Artist Keith Haring once wrote, “I have been drawing since I was four years old. I learned to draw from my father, who would entertain me by inventing cartoon animals. Although he never pursued an artistic career, he encouraged me to continue drawing throughout my school years. Drawing became a way of commanding respect and communicating with people.”
After experimenting with other media, Haring said, “In 1980, I returned to drawing with a new commitment to purpose and reality. If I was going to draw, there had to be a reason. That reason, I decided, was for people. The only way art lives is through the experience of the observer. The reality of art begins in the eyes of the beholder and gains power through imagination, invention, and confrontation.”
Haring began filling the blank ad spaces in New York City subway stations with quick, dynamic chalk drawings in what would become his iconic style.
“The drawings are designed to provoke people to think and use their own imagination. They…challenge the viewer to assert his or her own ideas and interpretation. Sometimes, people find this uncomfortable, especially because the drawings are in a space usually reserved for advertisements which tell you exactly what to think.”

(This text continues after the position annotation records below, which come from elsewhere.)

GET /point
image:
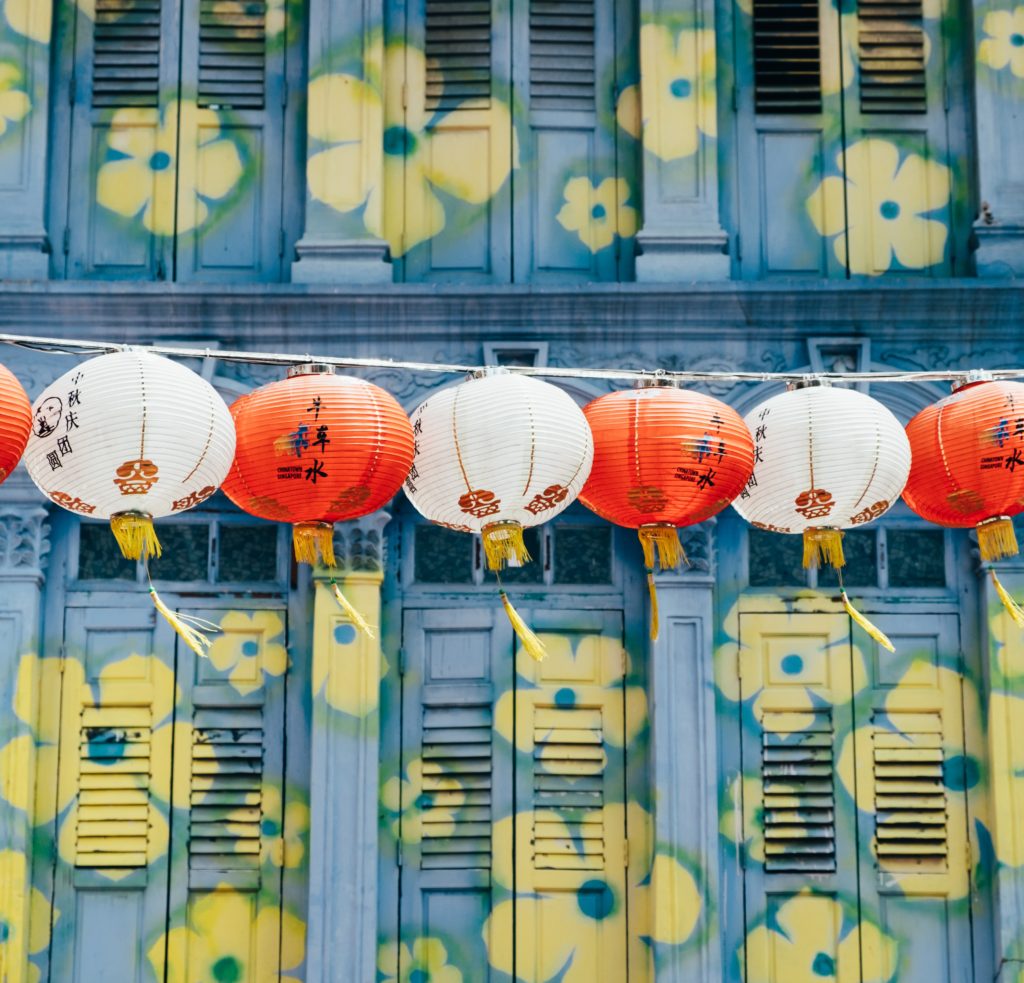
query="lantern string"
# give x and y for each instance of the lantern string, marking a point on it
(70, 346)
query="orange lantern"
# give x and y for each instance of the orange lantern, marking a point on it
(665, 458)
(317, 449)
(968, 466)
(15, 422)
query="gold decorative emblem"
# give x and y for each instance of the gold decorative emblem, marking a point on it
(647, 498)
(814, 503)
(553, 495)
(136, 477)
(871, 512)
(194, 499)
(480, 503)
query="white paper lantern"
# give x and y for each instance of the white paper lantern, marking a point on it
(825, 460)
(497, 454)
(130, 436)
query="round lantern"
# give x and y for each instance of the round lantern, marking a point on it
(131, 436)
(664, 458)
(825, 460)
(15, 422)
(495, 455)
(317, 449)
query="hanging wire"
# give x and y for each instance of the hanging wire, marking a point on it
(70, 346)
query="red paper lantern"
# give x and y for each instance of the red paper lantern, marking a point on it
(15, 422)
(665, 458)
(316, 449)
(968, 463)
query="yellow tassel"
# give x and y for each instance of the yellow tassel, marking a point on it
(662, 540)
(189, 634)
(996, 539)
(504, 546)
(361, 625)
(135, 535)
(652, 590)
(529, 641)
(312, 542)
(871, 630)
(823, 546)
(1013, 608)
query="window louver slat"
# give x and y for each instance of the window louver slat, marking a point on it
(225, 797)
(786, 56)
(562, 72)
(798, 796)
(113, 819)
(126, 53)
(891, 52)
(456, 804)
(909, 795)
(568, 777)
(231, 53)
(458, 49)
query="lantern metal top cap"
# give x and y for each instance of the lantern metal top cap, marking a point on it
(970, 378)
(310, 369)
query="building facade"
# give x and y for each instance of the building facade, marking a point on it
(761, 794)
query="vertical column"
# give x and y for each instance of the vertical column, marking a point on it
(345, 145)
(999, 111)
(685, 784)
(346, 675)
(1006, 770)
(24, 545)
(25, 55)
(675, 113)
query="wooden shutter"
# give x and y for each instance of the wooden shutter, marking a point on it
(456, 748)
(126, 53)
(799, 797)
(786, 56)
(458, 49)
(113, 818)
(231, 53)
(225, 796)
(562, 56)
(891, 54)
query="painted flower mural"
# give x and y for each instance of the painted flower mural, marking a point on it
(18, 939)
(14, 102)
(249, 647)
(375, 147)
(889, 198)
(226, 941)
(678, 86)
(151, 175)
(816, 940)
(597, 213)
(425, 962)
(1003, 46)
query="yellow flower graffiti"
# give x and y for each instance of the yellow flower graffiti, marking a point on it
(589, 903)
(372, 143)
(598, 213)
(226, 940)
(423, 798)
(810, 937)
(425, 962)
(144, 173)
(14, 103)
(249, 647)
(888, 200)
(678, 85)
(31, 18)
(1004, 45)
(17, 940)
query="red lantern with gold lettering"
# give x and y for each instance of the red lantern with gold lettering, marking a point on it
(317, 449)
(665, 458)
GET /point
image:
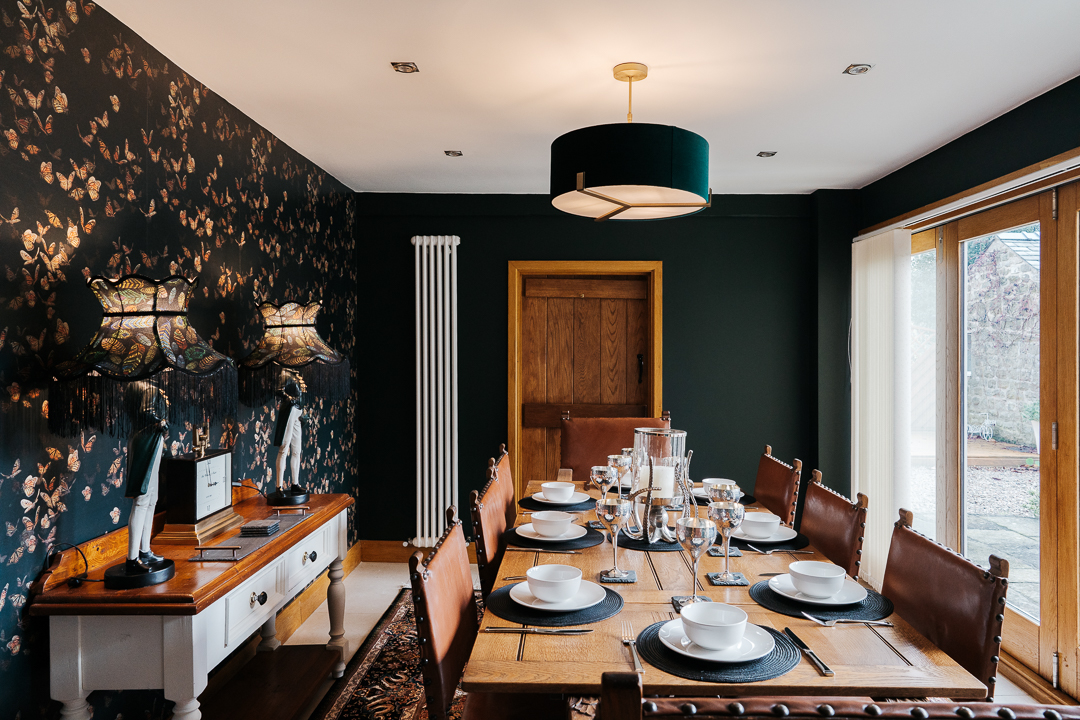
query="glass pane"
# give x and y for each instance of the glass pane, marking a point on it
(922, 496)
(1000, 483)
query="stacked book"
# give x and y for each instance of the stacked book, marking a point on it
(259, 528)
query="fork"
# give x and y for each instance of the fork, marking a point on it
(630, 639)
(831, 623)
(778, 551)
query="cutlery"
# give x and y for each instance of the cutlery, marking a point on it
(539, 630)
(831, 623)
(530, 549)
(825, 669)
(630, 639)
(778, 551)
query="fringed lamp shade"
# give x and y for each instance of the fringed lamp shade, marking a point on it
(291, 342)
(144, 336)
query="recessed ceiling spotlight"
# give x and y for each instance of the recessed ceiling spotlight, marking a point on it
(858, 68)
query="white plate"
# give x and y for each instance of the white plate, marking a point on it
(575, 499)
(589, 595)
(528, 531)
(756, 642)
(851, 592)
(782, 534)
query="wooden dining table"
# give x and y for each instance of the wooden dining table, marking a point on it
(878, 662)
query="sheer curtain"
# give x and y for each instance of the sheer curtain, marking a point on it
(880, 388)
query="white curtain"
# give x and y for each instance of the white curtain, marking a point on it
(880, 388)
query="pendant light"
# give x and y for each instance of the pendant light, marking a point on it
(630, 171)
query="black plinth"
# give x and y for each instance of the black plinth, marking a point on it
(118, 579)
(278, 498)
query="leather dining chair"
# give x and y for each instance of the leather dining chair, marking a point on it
(777, 486)
(447, 623)
(621, 700)
(834, 524)
(493, 512)
(588, 442)
(948, 599)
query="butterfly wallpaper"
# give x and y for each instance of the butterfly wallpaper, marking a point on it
(115, 161)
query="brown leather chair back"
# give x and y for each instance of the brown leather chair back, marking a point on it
(950, 600)
(621, 700)
(778, 486)
(446, 619)
(834, 524)
(490, 508)
(588, 442)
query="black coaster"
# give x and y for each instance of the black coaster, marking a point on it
(591, 538)
(714, 579)
(781, 661)
(630, 579)
(534, 505)
(716, 551)
(796, 543)
(500, 603)
(875, 607)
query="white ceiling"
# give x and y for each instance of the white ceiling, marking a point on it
(501, 79)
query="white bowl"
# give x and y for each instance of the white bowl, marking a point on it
(553, 583)
(714, 625)
(760, 525)
(818, 580)
(557, 492)
(551, 522)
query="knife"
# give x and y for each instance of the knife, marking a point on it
(825, 669)
(538, 630)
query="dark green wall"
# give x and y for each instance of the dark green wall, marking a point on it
(1036, 131)
(741, 323)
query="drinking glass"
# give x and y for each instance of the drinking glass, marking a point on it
(604, 477)
(612, 514)
(728, 516)
(696, 534)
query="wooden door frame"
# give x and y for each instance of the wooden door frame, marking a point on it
(517, 271)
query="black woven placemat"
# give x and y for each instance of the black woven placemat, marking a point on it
(528, 503)
(591, 538)
(500, 603)
(875, 607)
(783, 657)
(796, 543)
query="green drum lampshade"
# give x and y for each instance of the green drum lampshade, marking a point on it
(630, 172)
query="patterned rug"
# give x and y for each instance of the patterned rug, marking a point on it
(382, 680)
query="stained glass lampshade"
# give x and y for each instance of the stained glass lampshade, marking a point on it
(145, 336)
(292, 342)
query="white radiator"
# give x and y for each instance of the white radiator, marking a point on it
(436, 383)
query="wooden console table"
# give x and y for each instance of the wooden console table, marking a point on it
(170, 636)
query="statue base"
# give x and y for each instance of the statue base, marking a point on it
(279, 498)
(117, 578)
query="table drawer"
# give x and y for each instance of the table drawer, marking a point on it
(245, 607)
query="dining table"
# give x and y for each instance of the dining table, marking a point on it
(885, 662)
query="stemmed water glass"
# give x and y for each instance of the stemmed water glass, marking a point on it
(604, 477)
(696, 534)
(728, 516)
(612, 514)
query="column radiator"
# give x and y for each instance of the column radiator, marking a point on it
(436, 383)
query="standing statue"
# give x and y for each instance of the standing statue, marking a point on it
(288, 438)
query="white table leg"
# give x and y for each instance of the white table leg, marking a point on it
(269, 633)
(335, 603)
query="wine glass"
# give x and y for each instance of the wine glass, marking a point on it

“There is something very ‘real’ about the subway system and the people who travel in it; perhaps there is not another place in the world where people of such diverse appearance, background, and lifestyle have intermingled for a common purpose. In this underground environment, one can often feel a sense of oppression and struggle in the vast assortment of faces. It is in this context that an expression of hope and beauty carries the greatest rewards.”